4.02.2004

Strange...

    If you're in a place where you can have the sound on without disturbing anyone else, follow this link and be entertained: Soy sauce. It is perhaps the strangest site I've found online in all my years of poking around in strange websites. I've been meaning to leave a link to that for ages, but only just remembered this morning. Nothing better to do since I'm home sick, and sick enough to not even feel like reading. It's not even one of those "perfect day to stay home" days - the weather is lovely (just 45° but sunny and no wind) and there work situation is very calm today so it would've been a decent day to be there. But the minor ick from yesterday is full-blown ick today and I didn't want to spread it around.
     Home isn't bad, though. I'm burning CDs now. Read a magazine that's been sitting around for over a month. There's an afternoon nap in my future. The cats are alternating - one wanders in and bugs me while the other one snoozes in the sun. If I can gather enough energy I might start migrating books from one shelf to another. (The fiction/literature room needs to be reorganized. One of the bookcases needs to be emptied so I can co-opt it into the biography/sociology/religion room, if at all possible.)

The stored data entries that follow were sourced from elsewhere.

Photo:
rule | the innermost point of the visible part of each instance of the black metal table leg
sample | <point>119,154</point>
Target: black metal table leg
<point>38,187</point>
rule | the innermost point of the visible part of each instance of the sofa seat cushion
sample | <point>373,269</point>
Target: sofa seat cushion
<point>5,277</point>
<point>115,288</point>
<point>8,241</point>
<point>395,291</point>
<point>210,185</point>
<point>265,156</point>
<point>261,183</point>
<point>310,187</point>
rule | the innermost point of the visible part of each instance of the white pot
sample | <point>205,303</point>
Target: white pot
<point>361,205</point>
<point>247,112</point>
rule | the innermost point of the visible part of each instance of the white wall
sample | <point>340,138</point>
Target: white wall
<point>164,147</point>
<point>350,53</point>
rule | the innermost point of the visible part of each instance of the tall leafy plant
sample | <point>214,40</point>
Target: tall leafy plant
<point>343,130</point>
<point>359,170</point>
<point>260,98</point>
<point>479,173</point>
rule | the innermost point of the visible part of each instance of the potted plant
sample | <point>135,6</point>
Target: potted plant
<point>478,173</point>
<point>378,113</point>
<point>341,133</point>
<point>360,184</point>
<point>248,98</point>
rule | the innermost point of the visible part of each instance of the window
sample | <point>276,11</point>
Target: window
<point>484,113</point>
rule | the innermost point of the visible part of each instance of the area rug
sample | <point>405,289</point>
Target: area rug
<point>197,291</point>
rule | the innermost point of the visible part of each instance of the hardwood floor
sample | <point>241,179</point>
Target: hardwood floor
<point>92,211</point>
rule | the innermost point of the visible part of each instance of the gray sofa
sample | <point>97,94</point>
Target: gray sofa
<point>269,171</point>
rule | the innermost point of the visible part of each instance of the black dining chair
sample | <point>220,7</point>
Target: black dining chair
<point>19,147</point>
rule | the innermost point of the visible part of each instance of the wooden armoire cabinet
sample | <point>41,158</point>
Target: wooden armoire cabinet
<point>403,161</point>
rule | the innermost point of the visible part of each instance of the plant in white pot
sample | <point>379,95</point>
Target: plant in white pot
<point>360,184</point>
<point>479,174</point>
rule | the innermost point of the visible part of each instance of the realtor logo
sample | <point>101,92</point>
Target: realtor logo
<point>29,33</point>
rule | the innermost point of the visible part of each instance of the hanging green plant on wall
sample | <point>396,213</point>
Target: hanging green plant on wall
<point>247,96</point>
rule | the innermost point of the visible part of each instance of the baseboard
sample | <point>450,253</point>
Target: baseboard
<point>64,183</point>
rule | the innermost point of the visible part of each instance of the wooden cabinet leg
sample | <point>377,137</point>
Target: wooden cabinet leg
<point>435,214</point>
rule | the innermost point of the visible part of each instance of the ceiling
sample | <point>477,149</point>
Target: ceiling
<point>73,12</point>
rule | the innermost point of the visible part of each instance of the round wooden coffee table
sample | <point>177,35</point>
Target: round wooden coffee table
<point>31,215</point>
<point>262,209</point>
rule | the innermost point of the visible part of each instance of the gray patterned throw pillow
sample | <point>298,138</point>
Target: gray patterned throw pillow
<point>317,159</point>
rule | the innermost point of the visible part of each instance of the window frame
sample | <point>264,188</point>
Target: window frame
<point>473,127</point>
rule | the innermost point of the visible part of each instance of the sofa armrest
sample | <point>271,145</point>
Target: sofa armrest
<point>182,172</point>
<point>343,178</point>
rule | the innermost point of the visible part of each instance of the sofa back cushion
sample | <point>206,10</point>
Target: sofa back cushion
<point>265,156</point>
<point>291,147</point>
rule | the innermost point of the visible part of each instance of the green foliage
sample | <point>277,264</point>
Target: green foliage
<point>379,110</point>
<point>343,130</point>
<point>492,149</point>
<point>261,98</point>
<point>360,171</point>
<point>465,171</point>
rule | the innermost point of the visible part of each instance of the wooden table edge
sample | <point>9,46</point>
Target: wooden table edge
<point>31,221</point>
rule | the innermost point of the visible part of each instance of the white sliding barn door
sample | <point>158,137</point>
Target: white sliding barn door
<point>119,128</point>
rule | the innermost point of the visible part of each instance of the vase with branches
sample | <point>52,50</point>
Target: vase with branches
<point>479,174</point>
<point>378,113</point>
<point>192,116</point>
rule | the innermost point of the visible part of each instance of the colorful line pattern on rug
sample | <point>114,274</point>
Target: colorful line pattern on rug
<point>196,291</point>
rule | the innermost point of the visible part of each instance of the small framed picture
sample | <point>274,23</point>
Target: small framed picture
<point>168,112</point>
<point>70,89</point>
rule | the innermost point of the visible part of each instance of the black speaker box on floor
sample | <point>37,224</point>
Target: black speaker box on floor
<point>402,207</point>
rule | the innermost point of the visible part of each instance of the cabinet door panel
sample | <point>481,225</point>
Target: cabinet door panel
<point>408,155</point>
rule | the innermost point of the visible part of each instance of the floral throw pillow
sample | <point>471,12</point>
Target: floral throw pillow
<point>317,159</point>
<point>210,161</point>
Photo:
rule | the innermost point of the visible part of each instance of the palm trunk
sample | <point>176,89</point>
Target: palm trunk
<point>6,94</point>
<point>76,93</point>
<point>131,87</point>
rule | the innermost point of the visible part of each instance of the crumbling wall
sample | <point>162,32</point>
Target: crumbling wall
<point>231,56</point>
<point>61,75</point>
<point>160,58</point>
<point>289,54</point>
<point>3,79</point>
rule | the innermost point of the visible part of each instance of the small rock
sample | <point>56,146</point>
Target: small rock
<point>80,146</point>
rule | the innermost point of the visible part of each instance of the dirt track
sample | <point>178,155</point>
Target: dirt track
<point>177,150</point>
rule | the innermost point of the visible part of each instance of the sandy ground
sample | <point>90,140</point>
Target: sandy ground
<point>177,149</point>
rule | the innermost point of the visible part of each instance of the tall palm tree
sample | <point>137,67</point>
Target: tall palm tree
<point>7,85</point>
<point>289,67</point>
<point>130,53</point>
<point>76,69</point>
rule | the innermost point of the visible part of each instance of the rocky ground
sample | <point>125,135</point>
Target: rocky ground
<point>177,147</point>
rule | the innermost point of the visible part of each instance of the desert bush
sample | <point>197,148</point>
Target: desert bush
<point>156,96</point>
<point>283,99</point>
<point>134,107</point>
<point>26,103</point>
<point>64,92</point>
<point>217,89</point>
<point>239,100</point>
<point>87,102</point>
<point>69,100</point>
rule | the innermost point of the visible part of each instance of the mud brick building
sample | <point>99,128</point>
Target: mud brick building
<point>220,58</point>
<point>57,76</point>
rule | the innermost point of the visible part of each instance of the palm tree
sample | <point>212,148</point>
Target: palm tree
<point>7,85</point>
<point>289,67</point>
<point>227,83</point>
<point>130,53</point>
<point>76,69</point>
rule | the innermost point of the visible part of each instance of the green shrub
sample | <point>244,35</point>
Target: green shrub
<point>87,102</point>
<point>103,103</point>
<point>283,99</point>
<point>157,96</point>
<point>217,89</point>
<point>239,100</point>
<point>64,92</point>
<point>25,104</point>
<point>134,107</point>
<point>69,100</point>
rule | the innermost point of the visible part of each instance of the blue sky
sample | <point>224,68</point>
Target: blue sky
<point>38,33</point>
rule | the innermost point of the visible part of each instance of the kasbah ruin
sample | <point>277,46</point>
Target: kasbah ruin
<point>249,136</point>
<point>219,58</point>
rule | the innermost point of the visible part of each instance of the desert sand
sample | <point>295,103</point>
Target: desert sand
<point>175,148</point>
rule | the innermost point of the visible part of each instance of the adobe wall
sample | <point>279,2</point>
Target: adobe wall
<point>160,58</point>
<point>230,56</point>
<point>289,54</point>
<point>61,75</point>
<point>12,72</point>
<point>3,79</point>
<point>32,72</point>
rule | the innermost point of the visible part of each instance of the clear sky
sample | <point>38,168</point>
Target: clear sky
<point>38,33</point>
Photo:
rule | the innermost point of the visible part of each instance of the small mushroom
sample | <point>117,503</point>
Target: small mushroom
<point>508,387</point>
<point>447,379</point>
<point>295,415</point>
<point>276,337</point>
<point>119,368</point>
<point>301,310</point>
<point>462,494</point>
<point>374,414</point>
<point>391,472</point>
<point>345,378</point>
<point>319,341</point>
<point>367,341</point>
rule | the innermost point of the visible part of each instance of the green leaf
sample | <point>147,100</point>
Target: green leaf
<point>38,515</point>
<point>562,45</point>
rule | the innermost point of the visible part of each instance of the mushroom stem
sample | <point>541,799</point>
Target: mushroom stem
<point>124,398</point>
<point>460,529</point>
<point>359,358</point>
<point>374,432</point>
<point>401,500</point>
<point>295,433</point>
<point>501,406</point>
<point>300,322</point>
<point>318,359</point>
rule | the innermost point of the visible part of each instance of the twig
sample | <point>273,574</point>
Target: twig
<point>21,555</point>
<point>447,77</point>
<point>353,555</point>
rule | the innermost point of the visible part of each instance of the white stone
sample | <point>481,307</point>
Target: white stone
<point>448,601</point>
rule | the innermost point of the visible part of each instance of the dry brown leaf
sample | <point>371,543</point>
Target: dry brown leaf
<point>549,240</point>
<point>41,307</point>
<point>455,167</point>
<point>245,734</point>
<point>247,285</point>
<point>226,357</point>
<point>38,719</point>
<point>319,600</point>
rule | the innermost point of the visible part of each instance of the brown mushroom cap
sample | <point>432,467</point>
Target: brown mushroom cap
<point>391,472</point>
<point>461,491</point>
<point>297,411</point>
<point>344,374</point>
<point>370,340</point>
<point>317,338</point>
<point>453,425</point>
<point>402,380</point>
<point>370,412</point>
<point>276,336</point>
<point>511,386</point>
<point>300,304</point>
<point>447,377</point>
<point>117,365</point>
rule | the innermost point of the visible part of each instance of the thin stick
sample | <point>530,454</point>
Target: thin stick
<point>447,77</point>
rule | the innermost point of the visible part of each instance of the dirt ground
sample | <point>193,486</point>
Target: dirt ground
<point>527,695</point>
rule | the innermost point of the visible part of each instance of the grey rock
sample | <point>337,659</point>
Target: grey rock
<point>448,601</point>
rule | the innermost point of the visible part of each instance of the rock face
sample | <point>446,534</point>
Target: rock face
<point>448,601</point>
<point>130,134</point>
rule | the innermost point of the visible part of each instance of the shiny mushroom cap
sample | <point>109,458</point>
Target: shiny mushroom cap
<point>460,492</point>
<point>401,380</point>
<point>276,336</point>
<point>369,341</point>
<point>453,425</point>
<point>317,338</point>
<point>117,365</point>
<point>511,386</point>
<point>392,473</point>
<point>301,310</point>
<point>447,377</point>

     As has been the case more often than not lately, my thoughts turn north, to two are working together to help another recover from surgery. It seems insufficient to say that I hope that recovery is swift and complete. I wish there was something practical that I could do. But I'm leery of being in the way, cognizant of my place - aware of what's going on, but maybe more because of peculiar circumstances than because I earned the right to be there. I know, I've been told to not worry so much, but it's things like this that make me worry the most. (And only one person in the world's going to know what I meant by that statement - the one who's told me a dozen times in the last few months - "you worry too much!") Anne Morrow Lindbergh wrote, "Men kick friendship around like a football, but it doesn't seem to crack. Women treat it like glass and it goes to pieces." I wish I'd never read that, because now I can't get it out of my head and it as much as anything is what concerns me. But the point of this is not me, it's that there's something greater than one or two - it's the linkages, the friendship that allows people to lean on each other to hold each other up. The power of connection. Whether we're in the same room or not, connected hand-in-hand or by email or blog, those voluntary links are what matter.
     It's time for a nap. Good weekend, y'all.